On July 25, Lewis describes a night in the life of Hollywood “players”: “last evening, going again to PR [Players Restaurant] with Peter Ruric and a couple of gals (each of whom was preposterously more beautiful, intelligent, and adorable than any NY girl, such as this Rosemary Povah).” But by August 10, Lewis had tired of the Ruric mystique: “Dinner last night, the only one attempted in my tiny dining-room where houseman here serves [me] breakfasts: Cedric [Hardwicke], who was charming as ever, Alex Knox (Jason) who was fair, Peter Ruric who was dreary...” It appears that many in Hollywood were beginning to feel the same way.

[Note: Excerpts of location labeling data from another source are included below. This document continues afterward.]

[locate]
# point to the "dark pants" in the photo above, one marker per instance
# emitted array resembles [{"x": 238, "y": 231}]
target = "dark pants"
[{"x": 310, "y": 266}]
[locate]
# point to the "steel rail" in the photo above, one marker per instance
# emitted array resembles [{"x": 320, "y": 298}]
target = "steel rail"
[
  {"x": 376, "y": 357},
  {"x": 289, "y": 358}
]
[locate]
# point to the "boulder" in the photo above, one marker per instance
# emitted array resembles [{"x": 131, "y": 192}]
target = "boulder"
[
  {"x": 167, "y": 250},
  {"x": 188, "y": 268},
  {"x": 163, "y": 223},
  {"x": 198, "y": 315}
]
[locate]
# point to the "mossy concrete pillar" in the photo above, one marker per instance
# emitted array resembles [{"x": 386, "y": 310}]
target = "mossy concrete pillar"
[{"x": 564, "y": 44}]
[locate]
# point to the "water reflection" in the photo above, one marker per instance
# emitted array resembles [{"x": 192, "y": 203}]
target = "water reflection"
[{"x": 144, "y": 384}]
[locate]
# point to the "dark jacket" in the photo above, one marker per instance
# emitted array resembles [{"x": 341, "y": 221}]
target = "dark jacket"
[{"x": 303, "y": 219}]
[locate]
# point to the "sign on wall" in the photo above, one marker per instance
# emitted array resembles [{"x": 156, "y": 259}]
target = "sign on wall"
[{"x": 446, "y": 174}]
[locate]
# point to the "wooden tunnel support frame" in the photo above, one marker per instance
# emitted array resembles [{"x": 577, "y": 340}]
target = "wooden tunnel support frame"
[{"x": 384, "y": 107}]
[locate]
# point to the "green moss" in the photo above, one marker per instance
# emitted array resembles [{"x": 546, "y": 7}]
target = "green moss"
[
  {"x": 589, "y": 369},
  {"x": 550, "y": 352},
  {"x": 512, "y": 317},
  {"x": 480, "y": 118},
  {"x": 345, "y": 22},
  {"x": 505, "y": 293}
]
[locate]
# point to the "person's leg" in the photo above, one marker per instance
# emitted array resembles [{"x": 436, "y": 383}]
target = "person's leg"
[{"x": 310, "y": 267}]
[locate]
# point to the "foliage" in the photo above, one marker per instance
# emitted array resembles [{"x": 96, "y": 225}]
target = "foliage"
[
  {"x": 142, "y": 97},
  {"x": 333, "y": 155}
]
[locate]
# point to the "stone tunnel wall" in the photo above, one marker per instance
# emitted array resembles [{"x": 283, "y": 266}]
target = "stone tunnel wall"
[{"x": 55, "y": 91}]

Cain, for his part, had a small resurgence. In 1944 Sims took a trip to New York, renting an apartment at 3 E 33rd Street and meeting with Shaw. After his return to Hollywood, Sims’s erstwhile mentor helped resuscitate his nose-diving protégé’s career, including “Red 71” in The Hard-Boiled Omnibus (1946). Shaw’s correspondence with Sims, who was living in a two-bedroom home at 2372 Loma Vista Place, involved more obfuscation and outright malarkey. Meanwhile, the Shaw Press in Hollywood (a subsidiary of Saint Enterprises) reprinted Fast One in 1944, followed by Sims’s own compilation of his finest Black Mask tales, Seven Slayers (1946). Avon would keep both volumes in print into the ’50s.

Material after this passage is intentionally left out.